Numa estimativa um tanto rasa, Guedes acredita que a venda de to­dos os ativos da União vão render algo em torno de 400 bilhões de reais. Uma merreca, perto do que se paga todo ano a título de juros e amortização da dívida.

O Brasil ficará sem instrumen­tos para executar uma política de desenvolvimento nacional, e continuará devendo os tubos. E fazendo novas dívidas para pa­gar juros da dívida.

Paulo Guedes não informou, e nem lhe foi perguntado, se os adqui­rentes das estatais brasileiras pode­rão pagá-las com dinheiro tomado do BNDES a juros camaradas e com prazos a perder de vista. Não disse se os adquirentes poderão quitar a dívida com moedas pobres, como aconteceu durante o governo Fer­nando Henrique Cardoso.

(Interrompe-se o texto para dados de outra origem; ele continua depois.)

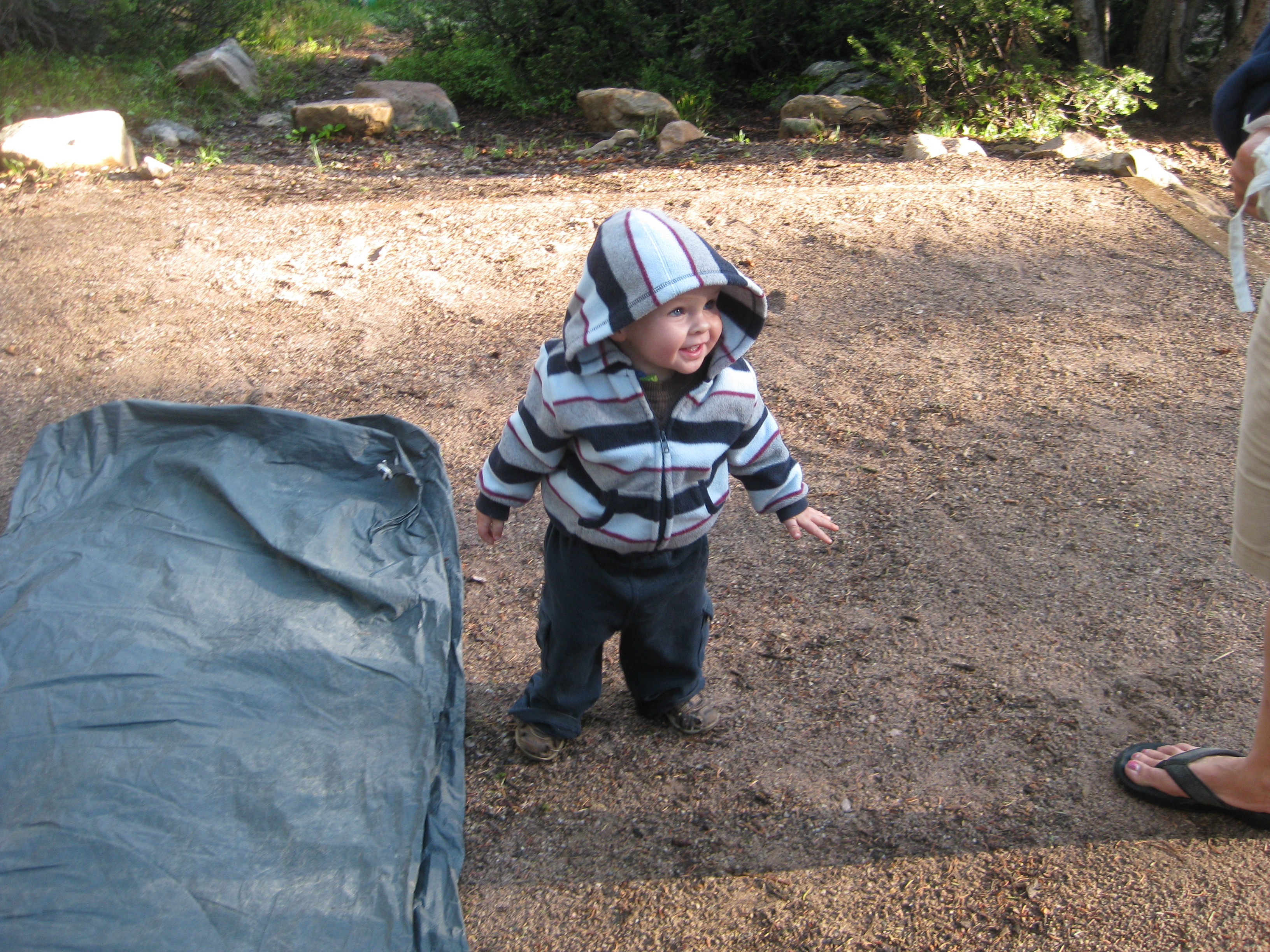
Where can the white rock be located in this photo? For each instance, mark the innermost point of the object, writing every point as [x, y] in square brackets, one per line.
[171, 134]
[226, 65]
[1147, 167]
[272, 121]
[923, 145]
[676, 135]
[155, 169]
[1070, 145]
[360, 117]
[965, 146]
[78, 141]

Mas ainda que essas priva­tizações sejam marcadas pela maior lisura, ainda resta a ques­tão: como será erradicada a dí­vida remanescente. Uma dívida que está crescendo sempre mais e mais, que se retroalimenta, e que não tem contrapartida.

Auditora aposentada da Recei­ta Federal, Maria Lúcia Fatorel­li criou a Auditoria Cidadã da Dí­vida, onde todos os técnicos que ali trabalham, sob sua direção, nada recebem. A própria Lúcia é voluntária. Ela conhece todos os truques, todas as mumunhas, to­dos os trambiques relacionados à questão da dívida pública. Para ela, é o maior sistema de corrup­ção jamais montado em nosso país. É um sistema que transfere fraudulentamente para os gran­des bancos a parte substancial da riqueza brasileira. Dinheiro que nem fica no Brasil, já que boa par­te da dívida interna está nas mãos de estrangeiros. É uma dívida ex­terna nominada em reais.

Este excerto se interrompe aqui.